Sunday, February 28, 2010

Roller Derby Queen



The family story goes that when I was born my dad said I would be a roller derby queen. He also wanted to name me Zwingliana if I was a girl and Heinrich if I was a boy. (He was working on his PhD in Swiss Reformation History, though how that relates to roller derby, I'm not sure...) It always seemed like an eccentric early-70's reference until the recent surge of roller derby popularity that has swept the nation. Considering I was an active member of the drag king community at the turn of the century and the burlesque movement in early Decade One, it would have been a logical successive turn, had I only been a bit younger.

Drew Barrymore, however, is about my age and is undaunted by fears of being too old or seeming too trendy to make a movie about the Austin roller derby scene and she plunges right into this subculture in her debut feature Whip It. I'm truly glad to see her taking the creative helm in her own project, and it's decent entertainment. I never once thought, "when is this going to be over" or "wow, this is really crap." It isn't a work of genius either, but as Barrymore herself has attested, this is just a first attempt at directing, only the beginning.

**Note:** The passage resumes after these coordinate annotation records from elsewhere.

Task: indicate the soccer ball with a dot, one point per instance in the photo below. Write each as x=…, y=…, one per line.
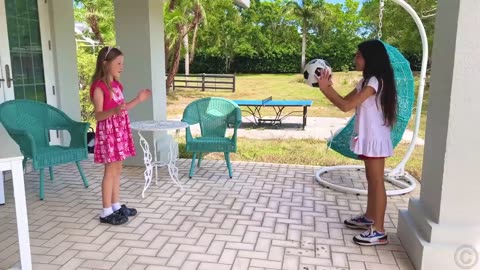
x=312, y=71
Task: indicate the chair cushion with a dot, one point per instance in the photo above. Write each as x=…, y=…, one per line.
x=55, y=155
x=211, y=144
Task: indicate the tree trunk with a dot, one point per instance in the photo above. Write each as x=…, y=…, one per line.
x=304, y=46
x=194, y=43
x=187, y=53
x=92, y=20
x=176, y=62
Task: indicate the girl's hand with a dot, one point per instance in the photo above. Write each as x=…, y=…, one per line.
x=144, y=94
x=118, y=110
x=324, y=80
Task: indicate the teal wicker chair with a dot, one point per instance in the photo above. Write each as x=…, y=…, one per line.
x=214, y=116
x=28, y=122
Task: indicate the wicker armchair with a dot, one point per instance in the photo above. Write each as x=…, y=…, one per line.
x=214, y=116
x=29, y=122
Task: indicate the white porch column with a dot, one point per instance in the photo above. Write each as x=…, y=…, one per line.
x=441, y=229
x=140, y=36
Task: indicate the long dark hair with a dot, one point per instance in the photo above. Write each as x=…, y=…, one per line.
x=105, y=56
x=377, y=64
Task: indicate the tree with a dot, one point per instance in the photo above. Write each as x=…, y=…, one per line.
x=307, y=14
x=398, y=27
x=181, y=17
x=99, y=15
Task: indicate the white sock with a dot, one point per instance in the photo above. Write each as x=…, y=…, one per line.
x=106, y=212
x=116, y=206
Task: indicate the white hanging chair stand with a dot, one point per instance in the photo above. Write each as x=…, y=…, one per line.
x=397, y=176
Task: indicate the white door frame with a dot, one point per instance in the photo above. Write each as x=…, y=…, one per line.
x=7, y=93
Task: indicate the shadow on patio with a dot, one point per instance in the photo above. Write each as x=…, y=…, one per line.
x=269, y=216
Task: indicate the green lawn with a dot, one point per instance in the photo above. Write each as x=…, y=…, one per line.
x=292, y=151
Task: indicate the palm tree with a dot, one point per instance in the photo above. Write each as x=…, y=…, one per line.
x=306, y=13
x=181, y=17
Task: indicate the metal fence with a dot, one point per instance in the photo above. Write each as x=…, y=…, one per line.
x=205, y=81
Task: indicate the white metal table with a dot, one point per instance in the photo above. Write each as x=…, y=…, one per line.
x=155, y=162
x=11, y=159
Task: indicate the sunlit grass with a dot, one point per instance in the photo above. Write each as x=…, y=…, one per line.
x=293, y=151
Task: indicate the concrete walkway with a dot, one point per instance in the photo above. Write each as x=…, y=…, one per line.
x=268, y=216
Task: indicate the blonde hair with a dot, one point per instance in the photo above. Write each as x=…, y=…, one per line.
x=104, y=58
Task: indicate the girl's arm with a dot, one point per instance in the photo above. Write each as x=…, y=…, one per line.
x=345, y=104
x=100, y=114
x=141, y=97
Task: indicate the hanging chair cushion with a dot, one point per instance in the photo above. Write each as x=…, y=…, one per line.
x=404, y=81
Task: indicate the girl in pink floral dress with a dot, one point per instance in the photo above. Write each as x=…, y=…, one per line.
x=113, y=136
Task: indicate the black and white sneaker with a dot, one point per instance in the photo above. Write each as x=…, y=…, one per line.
x=128, y=212
x=371, y=237
x=114, y=219
x=358, y=222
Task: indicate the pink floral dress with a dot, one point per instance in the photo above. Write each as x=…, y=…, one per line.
x=113, y=136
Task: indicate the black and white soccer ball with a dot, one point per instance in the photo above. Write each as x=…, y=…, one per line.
x=312, y=71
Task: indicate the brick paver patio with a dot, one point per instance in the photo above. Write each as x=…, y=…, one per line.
x=269, y=216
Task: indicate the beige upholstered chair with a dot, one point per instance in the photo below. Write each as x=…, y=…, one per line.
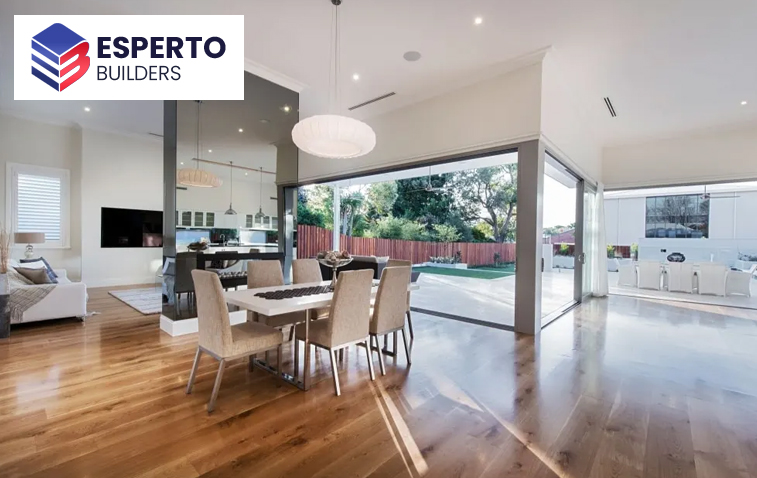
x=305, y=271
x=218, y=338
x=270, y=274
x=347, y=323
x=401, y=263
x=388, y=315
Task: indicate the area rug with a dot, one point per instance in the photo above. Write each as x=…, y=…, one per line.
x=148, y=301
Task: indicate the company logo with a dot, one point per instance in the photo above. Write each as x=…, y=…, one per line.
x=56, y=52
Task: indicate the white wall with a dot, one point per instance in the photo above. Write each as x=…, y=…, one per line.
x=565, y=124
x=122, y=172
x=498, y=111
x=697, y=158
x=31, y=142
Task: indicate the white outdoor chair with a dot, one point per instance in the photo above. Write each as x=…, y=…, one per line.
x=681, y=277
x=627, y=274
x=650, y=273
x=740, y=282
x=712, y=277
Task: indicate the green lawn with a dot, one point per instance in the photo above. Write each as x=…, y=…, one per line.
x=482, y=272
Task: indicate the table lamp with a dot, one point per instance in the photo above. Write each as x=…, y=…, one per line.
x=29, y=238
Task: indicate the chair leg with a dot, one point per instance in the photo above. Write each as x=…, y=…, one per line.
x=407, y=349
x=368, y=356
x=382, y=367
x=217, y=386
x=296, y=357
x=332, y=356
x=193, y=373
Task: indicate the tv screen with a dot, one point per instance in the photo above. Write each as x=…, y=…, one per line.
x=131, y=228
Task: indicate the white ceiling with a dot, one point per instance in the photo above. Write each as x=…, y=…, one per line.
x=669, y=66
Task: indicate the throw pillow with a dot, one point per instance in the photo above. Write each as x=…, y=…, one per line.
x=50, y=271
x=37, y=276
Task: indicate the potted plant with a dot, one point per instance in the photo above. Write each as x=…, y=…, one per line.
x=5, y=320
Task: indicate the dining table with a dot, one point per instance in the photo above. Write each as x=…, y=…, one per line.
x=250, y=299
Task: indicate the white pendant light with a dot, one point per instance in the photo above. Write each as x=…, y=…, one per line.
x=333, y=135
x=197, y=177
x=230, y=211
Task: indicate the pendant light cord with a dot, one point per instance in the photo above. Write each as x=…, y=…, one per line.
x=197, y=152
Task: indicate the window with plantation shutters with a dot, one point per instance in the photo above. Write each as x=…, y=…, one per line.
x=39, y=202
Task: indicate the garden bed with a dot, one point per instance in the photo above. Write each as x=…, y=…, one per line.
x=445, y=266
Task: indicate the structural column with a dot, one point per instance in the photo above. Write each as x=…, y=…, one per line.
x=337, y=222
x=529, y=237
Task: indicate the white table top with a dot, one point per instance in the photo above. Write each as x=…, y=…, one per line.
x=246, y=299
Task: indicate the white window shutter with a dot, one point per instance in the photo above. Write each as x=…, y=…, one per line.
x=39, y=206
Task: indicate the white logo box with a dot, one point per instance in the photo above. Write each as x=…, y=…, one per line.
x=202, y=77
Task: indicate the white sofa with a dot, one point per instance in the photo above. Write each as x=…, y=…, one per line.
x=68, y=299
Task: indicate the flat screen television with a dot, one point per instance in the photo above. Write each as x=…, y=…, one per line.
x=131, y=228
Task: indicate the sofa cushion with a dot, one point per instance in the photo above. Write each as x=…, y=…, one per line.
x=41, y=265
x=50, y=271
x=37, y=276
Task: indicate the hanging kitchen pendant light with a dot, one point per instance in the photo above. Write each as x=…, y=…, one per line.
x=334, y=135
x=230, y=211
x=260, y=214
x=197, y=177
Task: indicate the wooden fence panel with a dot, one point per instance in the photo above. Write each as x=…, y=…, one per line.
x=313, y=239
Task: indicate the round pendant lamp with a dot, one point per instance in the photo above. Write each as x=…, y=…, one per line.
x=333, y=135
x=197, y=177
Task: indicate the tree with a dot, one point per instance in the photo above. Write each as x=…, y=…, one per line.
x=350, y=211
x=489, y=195
x=380, y=199
x=446, y=233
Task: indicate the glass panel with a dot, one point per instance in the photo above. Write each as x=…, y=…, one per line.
x=454, y=222
x=561, y=259
x=591, y=231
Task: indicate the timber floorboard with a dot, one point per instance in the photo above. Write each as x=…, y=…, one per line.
x=619, y=387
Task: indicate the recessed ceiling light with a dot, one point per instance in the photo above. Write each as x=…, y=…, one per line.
x=412, y=56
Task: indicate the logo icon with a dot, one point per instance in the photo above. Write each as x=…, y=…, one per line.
x=53, y=53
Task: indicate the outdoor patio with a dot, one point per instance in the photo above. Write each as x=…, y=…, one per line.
x=490, y=300
x=728, y=301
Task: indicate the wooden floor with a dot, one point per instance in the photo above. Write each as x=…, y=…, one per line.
x=621, y=387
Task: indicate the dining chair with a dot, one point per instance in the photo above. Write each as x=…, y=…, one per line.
x=347, y=324
x=740, y=282
x=388, y=314
x=680, y=277
x=712, y=278
x=650, y=273
x=186, y=262
x=270, y=274
x=219, y=339
x=401, y=263
x=627, y=274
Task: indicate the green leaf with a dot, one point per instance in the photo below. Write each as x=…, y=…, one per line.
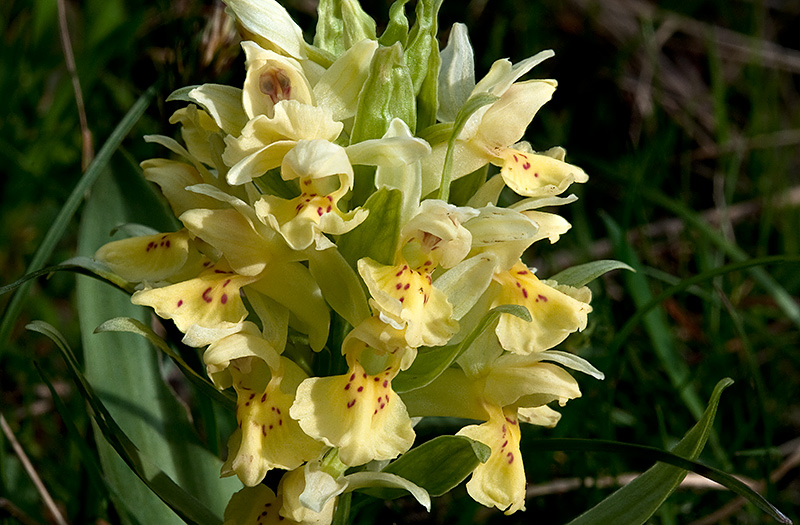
x=64, y=218
x=125, y=371
x=81, y=265
x=437, y=465
x=661, y=337
x=134, y=326
x=340, y=285
x=182, y=503
x=429, y=364
x=397, y=28
x=583, y=274
x=387, y=94
x=637, y=501
x=377, y=236
x=423, y=45
x=471, y=106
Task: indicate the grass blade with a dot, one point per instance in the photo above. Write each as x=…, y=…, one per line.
x=67, y=212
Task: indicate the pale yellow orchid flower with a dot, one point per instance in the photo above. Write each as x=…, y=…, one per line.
x=152, y=258
x=267, y=437
x=556, y=310
x=325, y=175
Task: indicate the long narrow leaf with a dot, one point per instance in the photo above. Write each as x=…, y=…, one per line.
x=684, y=284
x=81, y=265
x=134, y=326
x=125, y=370
x=636, y=502
x=182, y=503
x=67, y=212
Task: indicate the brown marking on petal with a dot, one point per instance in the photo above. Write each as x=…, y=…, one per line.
x=275, y=83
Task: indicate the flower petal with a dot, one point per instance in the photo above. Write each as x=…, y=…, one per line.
x=271, y=78
x=209, y=300
x=554, y=314
x=408, y=297
x=269, y=437
x=147, y=258
x=538, y=175
x=358, y=413
x=500, y=482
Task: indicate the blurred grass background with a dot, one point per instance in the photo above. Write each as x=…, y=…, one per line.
x=685, y=115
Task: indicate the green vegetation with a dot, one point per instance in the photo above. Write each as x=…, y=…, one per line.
x=687, y=119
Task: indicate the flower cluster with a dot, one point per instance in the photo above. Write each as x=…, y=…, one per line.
x=338, y=203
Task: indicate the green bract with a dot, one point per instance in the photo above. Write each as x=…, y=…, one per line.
x=312, y=242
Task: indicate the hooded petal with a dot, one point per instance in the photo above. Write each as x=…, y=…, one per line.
x=148, y=258
x=292, y=486
x=356, y=412
x=249, y=342
x=500, y=482
x=271, y=78
x=408, y=298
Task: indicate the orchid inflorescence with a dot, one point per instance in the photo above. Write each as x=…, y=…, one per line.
x=339, y=204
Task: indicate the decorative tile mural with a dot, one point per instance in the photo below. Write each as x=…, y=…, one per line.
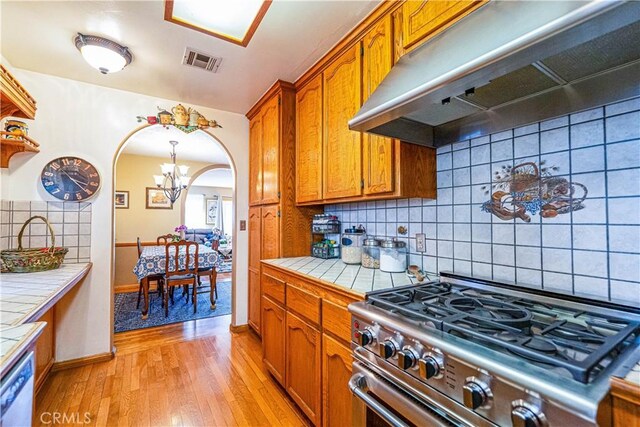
x=70, y=221
x=528, y=189
x=553, y=205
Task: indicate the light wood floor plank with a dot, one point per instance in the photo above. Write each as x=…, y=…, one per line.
x=188, y=374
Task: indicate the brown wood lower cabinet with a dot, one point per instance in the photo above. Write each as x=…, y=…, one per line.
x=626, y=403
x=336, y=372
x=273, y=338
x=305, y=341
x=45, y=348
x=303, y=349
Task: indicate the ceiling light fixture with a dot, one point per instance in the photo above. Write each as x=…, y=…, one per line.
x=103, y=54
x=174, y=178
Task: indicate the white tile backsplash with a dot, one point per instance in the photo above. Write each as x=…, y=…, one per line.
x=594, y=249
x=71, y=223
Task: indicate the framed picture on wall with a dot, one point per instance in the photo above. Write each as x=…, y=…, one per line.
x=121, y=200
x=156, y=199
x=212, y=211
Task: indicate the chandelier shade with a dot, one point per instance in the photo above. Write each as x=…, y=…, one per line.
x=174, y=177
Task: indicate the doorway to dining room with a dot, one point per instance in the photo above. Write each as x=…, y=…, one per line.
x=144, y=214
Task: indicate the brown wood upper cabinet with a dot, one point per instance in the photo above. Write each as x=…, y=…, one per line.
x=270, y=149
x=378, y=152
x=277, y=228
x=342, y=157
x=356, y=166
x=309, y=142
x=271, y=132
x=423, y=19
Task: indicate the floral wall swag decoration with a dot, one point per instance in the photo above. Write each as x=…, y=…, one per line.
x=185, y=119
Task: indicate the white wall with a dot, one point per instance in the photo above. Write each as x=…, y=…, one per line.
x=89, y=121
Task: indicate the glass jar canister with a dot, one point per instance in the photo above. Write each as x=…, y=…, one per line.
x=352, y=240
x=371, y=253
x=393, y=256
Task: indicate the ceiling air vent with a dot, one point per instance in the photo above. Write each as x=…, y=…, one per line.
x=201, y=60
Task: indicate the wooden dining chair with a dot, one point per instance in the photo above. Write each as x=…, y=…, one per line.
x=151, y=278
x=212, y=274
x=174, y=275
x=164, y=239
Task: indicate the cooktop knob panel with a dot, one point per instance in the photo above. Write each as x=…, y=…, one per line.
x=430, y=367
x=407, y=358
x=387, y=348
x=475, y=393
x=364, y=337
x=526, y=415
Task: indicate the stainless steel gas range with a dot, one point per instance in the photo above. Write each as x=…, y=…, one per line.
x=468, y=352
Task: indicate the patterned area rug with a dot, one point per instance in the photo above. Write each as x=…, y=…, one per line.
x=224, y=267
x=127, y=316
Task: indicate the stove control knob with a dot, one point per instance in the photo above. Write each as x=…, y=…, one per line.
x=430, y=366
x=387, y=348
x=524, y=415
x=363, y=338
x=407, y=358
x=475, y=393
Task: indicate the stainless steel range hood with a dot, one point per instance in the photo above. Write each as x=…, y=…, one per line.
x=508, y=64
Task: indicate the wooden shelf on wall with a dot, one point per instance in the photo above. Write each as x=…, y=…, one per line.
x=9, y=147
x=16, y=101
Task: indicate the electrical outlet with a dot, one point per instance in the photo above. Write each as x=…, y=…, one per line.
x=420, y=242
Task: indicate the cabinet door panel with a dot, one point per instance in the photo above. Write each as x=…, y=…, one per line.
x=270, y=232
x=255, y=226
x=45, y=348
x=254, y=299
x=342, y=147
x=273, y=338
x=270, y=150
x=336, y=372
x=255, y=161
x=303, y=344
x=309, y=142
x=426, y=18
x=378, y=152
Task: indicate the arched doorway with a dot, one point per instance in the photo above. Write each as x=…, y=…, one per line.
x=231, y=165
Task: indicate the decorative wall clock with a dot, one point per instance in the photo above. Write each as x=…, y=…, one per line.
x=70, y=179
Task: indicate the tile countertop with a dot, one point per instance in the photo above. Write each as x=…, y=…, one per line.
x=353, y=277
x=24, y=297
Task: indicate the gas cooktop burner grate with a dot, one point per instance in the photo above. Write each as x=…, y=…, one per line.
x=580, y=342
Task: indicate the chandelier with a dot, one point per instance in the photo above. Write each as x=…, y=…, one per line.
x=174, y=178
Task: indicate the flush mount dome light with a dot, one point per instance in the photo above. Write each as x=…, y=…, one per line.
x=103, y=54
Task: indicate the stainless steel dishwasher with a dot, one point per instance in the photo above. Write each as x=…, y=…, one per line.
x=16, y=394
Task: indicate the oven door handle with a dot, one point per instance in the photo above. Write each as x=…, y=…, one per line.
x=358, y=386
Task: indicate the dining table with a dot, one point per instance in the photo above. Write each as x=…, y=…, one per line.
x=152, y=261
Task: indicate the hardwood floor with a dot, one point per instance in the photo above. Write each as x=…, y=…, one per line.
x=195, y=373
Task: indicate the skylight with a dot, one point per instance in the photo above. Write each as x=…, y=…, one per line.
x=231, y=20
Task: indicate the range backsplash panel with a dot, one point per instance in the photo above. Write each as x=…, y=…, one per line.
x=71, y=223
x=552, y=205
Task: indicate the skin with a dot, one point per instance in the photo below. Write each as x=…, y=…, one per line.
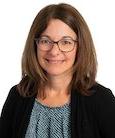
x=57, y=64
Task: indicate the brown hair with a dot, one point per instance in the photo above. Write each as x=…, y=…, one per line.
x=85, y=67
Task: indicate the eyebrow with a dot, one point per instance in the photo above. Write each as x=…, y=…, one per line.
x=61, y=38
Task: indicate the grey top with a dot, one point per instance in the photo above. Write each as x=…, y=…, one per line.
x=49, y=122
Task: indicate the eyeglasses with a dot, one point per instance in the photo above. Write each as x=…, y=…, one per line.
x=64, y=45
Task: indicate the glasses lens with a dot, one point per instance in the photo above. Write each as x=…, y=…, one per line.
x=44, y=44
x=66, y=45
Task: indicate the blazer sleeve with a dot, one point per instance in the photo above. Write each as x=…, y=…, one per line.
x=8, y=113
x=106, y=113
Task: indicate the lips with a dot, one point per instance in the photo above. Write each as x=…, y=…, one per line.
x=52, y=61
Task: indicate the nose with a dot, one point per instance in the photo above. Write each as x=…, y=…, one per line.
x=55, y=49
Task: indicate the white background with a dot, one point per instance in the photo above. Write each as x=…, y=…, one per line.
x=16, y=17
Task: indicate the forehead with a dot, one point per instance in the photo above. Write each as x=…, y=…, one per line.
x=57, y=29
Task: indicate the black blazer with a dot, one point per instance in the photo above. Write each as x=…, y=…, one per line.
x=91, y=116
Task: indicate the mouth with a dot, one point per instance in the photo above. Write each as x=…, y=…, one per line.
x=54, y=61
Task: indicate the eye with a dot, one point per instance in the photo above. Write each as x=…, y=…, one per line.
x=66, y=42
x=44, y=41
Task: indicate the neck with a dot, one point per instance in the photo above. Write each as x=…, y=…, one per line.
x=58, y=84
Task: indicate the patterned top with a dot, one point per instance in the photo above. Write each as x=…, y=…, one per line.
x=49, y=122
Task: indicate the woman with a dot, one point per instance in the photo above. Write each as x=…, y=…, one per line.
x=58, y=96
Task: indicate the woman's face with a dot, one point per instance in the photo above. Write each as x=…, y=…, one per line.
x=54, y=61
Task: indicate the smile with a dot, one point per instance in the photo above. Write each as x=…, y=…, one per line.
x=54, y=61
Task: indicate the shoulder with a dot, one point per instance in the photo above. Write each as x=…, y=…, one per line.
x=100, y=92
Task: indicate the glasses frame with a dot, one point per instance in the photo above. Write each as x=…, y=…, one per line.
x=56, y=42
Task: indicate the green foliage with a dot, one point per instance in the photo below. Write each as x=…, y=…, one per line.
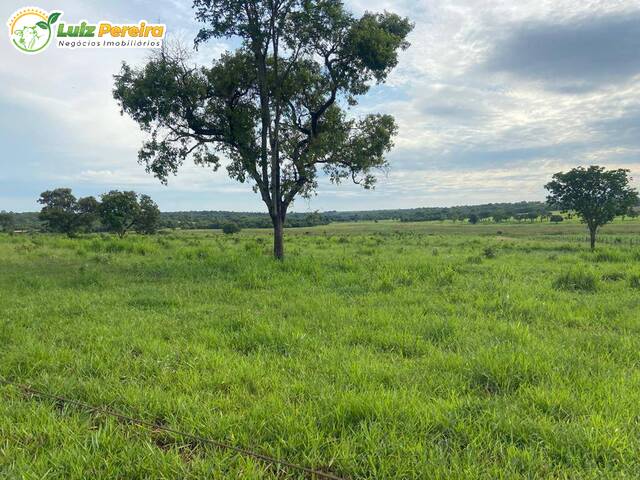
x=148, y=220
x=597, y=195
x=7, y=221
x=123, y=211
x=354, y=364
x=119, y=211
x=63, y=213
x=279, y=106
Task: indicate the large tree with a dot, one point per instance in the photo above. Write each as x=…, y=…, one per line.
x=277, y=107
x=597, y=195
x=63, y=213
x=119, y=211
x=7, y=221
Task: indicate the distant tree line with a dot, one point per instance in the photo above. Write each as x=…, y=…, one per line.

I appreciated Whip It's depiction of perpetual teenager Ellen Page's Bliss Cavendar and her desire to break away from the beauty pageants her mom has subjected her to for years. She's freakier than that and she's smart and she's stuck in a small town. She needs an outlet and finds her answer when she joins the Hurl Scouts and adopts the moniker Babe Ruthless. It's a relief to see a teenage girl like this, someone I can relate to, someone who was more like me as a high-schooler. I imagine that's true for a lot of us.